Van Gogh has been my favourite artist for years and I’ve seen his work in New York and Paris so was really looking forward to this one. On the way there we heard from a friend of Dayna’s whom Dayna had met back in Australia about seven years ago. Turns out she works at the Van Gogh museum and the lines outside were as big as the ones we had just left behind at Anne Frank house. Lucky for us, she was on the inside and organised entry for us that let us skip the huge lines and join the crowds on the inside.
The museum didn’t disappoint either. Although my favourite Van Gogh pieces weren’t there (they’re off at other fancy musuems like the Louvre and MoMA), there were plenty of good ones for us to enjoy. Learning more about Van Gogh’s training and history was also great. Its’ amazing how much he crammed in to such a short time (he took up painting very late in life) and also how little recognition he got in his time. If he only knew how admired he would be maybe he wouldn’t have shot himself at 37 (although I don’t understand how he shot himself yet nobody ever found the gun!).
After leaving the Van Gogh museum we wandered along the canals further and detoured off for lunch and Gelato in the sun near the Heineken Experience, our next stop.
The Heineken Experience is the original Heineken brewery converted in to a museum with loads of fun little videos and games throughout. Once you make it through the museum you also get to taste the product so it is my kind of place. We opted to skip a video in return for an extra few glasses of beer at the end of the tour so we ended up spending a while relaxing and people watching in the bar later.
As a bonus, we also got a free canal ride that would take us over to the Heineken store in a nearby part of the city. Taking a boat ride on the canal was on our list of things to do so that worked out perfectly. Seeing a city from the water is always great so we enjoyed our little ride. We also got to enjoy more free Heineken games at the store (and pick up our “free gift” which was just a branded glass).
At this stage of the day, we felt brave enough to venture over in to the seedy heart of Amsterdam – the Red Light district. It seems like there are three crowds of people that visit Amsterdam: one lot there for the coffee shops (not for the caffeine!), one lot there to partake in the Red Light District and us, the travellers just there to see the city. The Red Light district brings all those crowds together though as we were about to find out.
We were surprised to find young children walking along gawking with their parents as a “worker” offered their services from behind a glass door. Not sure if I would do the same with children but each to their own. Anything to broaden their minds I guess.

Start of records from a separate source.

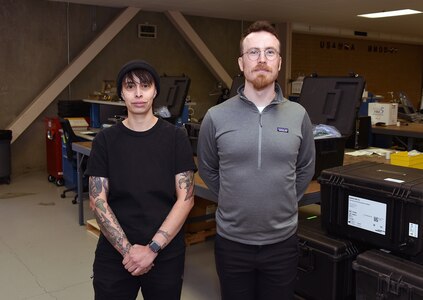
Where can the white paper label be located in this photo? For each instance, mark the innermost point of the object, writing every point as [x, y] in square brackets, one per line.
[367, 214]
[413, 230]
[394, 180]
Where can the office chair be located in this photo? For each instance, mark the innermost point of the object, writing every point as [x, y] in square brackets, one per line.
[69, 137]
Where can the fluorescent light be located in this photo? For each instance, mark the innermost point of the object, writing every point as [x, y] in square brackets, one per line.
[392, 13]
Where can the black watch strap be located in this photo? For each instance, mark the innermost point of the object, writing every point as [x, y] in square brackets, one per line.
[154, 246]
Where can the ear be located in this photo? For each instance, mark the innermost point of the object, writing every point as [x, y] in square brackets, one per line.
[240, 64]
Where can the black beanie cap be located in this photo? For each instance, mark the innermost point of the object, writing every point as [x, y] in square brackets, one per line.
[134, 65]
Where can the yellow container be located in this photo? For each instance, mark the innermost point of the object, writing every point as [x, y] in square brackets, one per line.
[404, 159]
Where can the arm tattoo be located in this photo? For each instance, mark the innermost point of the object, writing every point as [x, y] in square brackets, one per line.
[187, 182]
[106, 219]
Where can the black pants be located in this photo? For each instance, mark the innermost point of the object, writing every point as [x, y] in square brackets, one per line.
[248, 272]
[113, 282]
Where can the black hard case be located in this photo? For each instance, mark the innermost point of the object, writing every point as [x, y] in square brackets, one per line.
[332, 101]
[392, 198]
[380, 275]
[324, 269]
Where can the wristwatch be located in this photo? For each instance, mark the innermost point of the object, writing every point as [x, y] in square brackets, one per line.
[154, 246]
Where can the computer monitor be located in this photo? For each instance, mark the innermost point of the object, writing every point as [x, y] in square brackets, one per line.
[406, 106]
[173, 93]
[237, 81]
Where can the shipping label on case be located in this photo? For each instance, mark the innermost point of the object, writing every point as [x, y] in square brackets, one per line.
[367, 214]
[413, 230]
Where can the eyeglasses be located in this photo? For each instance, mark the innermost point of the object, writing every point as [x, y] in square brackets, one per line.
[253, 54]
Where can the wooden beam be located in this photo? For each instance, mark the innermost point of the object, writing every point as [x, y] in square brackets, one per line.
[47, 96]
[199, 46]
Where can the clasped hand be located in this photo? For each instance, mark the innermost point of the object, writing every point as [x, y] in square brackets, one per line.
[139, 260]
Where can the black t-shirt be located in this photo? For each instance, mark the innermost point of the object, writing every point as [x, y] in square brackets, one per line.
[141, 168]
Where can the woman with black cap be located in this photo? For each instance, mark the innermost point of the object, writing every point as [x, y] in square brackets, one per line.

After making it past all the sex museums, sex shows and sex tourists, we were oddly pretty hungry so started looking for somewhere to eat. The problem with that is that a good chunk of the surrounding area was made up of only two types of place: coffee shops (that are billowing out smoke and offer all types of Marijuana), and shops that cater to the impaired customers of the coffee shops (so a lot of takeaway waffle places). The coffee shops are everywhere and after a few minutes we got used to the pungent smell.
We had to walk for quite some way before we could breathe clear air and hope to find somewhere good to eat. Falling back on the Tripadvisor city app as we usually do, we found a great Thai place for dinner (after finding a great Indian place the night before). No waffles in site although we may or may not have gone and got a bunch of waffle biscuits after dinner.
And so ended our 4 day, 3 country Easter weekend. I thought we would finish the weekend shattered and needing a break but we both just felt like keeping going and moving on to another country. One day maybe.